I have tried to account for random effects. A spatial random effect ? the
structure itself as a repeated measurement, by adding the term
(1|Road_Structure).  A temporal random effect ? the observation session (is
it correct to say that this examines possible learning in time ?), by adding
the term (1|Session.ord).   
I have generated 4 sets for each radii: 1) with both random effects, 2+3)
only one (each) random effect, and 4) none.    
I have tried to model the relationships using glm, glmer and lmer.
The problem is that in the full model (all 7 variables) of some sets with
random effects I get the following error:
*Error in mer_finalize(ans) : Downdated X'X is not positive definite, 8.*

The only record of this error I have found in the internet is for data with
missing observation.  This doesn't comply with my data set.  I think it
might be a singularity problem but I don't know how to check it, and as a
result, I obviously don't know how to fix it.

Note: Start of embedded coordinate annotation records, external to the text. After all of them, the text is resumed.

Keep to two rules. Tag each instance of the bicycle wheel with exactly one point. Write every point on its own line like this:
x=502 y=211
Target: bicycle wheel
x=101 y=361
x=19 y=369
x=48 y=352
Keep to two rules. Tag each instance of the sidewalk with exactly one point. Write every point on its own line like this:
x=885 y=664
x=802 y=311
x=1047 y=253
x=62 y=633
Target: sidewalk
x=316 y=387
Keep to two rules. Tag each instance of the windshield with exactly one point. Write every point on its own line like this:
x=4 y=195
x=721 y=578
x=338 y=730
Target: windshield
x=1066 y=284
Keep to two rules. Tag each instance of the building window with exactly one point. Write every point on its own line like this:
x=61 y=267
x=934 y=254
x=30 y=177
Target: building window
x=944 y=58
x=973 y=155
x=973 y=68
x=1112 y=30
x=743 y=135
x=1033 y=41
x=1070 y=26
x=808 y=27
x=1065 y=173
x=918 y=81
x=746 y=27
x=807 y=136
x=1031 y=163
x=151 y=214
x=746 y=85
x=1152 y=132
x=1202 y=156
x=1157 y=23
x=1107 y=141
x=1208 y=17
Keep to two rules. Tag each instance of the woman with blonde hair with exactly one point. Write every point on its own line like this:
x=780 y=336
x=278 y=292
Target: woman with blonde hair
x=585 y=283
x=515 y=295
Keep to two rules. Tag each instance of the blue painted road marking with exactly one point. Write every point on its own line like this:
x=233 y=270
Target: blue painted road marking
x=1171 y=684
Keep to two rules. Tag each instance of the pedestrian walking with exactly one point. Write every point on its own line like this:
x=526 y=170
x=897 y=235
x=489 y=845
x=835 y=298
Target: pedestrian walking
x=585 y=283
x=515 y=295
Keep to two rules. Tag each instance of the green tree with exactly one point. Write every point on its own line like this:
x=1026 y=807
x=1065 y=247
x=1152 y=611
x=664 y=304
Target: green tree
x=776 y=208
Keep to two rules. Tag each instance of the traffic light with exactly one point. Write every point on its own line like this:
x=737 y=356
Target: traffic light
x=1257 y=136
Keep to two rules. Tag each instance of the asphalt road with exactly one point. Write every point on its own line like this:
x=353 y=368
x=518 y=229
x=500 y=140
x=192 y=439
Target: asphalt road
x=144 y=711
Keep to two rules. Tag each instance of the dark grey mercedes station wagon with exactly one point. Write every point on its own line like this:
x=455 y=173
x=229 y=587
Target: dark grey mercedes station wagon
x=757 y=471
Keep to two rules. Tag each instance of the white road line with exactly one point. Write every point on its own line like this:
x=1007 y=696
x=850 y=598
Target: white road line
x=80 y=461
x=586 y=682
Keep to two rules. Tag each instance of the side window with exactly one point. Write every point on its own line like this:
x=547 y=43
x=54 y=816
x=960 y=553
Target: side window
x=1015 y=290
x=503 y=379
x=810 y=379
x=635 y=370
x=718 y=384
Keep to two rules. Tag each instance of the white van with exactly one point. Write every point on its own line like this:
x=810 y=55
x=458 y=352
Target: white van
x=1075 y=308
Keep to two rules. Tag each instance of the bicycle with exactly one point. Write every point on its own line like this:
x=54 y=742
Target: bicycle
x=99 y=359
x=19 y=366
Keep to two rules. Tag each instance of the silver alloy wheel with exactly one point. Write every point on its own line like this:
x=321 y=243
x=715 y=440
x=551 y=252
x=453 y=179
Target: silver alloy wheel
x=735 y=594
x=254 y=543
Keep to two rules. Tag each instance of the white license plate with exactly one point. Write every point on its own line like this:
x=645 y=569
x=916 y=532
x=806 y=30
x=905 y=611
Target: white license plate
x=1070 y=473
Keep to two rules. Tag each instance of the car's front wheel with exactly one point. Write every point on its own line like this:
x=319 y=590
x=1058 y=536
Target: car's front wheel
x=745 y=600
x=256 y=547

I have attached example R scripts (for the radius 2000) and the data table.
Any help is highly appreciated !
Thanks and all the best,
#
Yoav Avneon <Avneony <at> bgu.ac.il> writes:
Questions like this (and follow-ups) should probably go to
r-sig-mixed-models at r-project.org.

  I don't have time to dig into this in detail, but I would start
by (1) centering and scaling all of your variables (see ?scale, and
Schielzeth 2010 _Methods in Ecology and Evolution_ and (2) checking
the correlations among your variables; if they are strongly correlated
you have lots of options (none of them perfect), much discussed on
the internet, including discarding some variables or using PCA.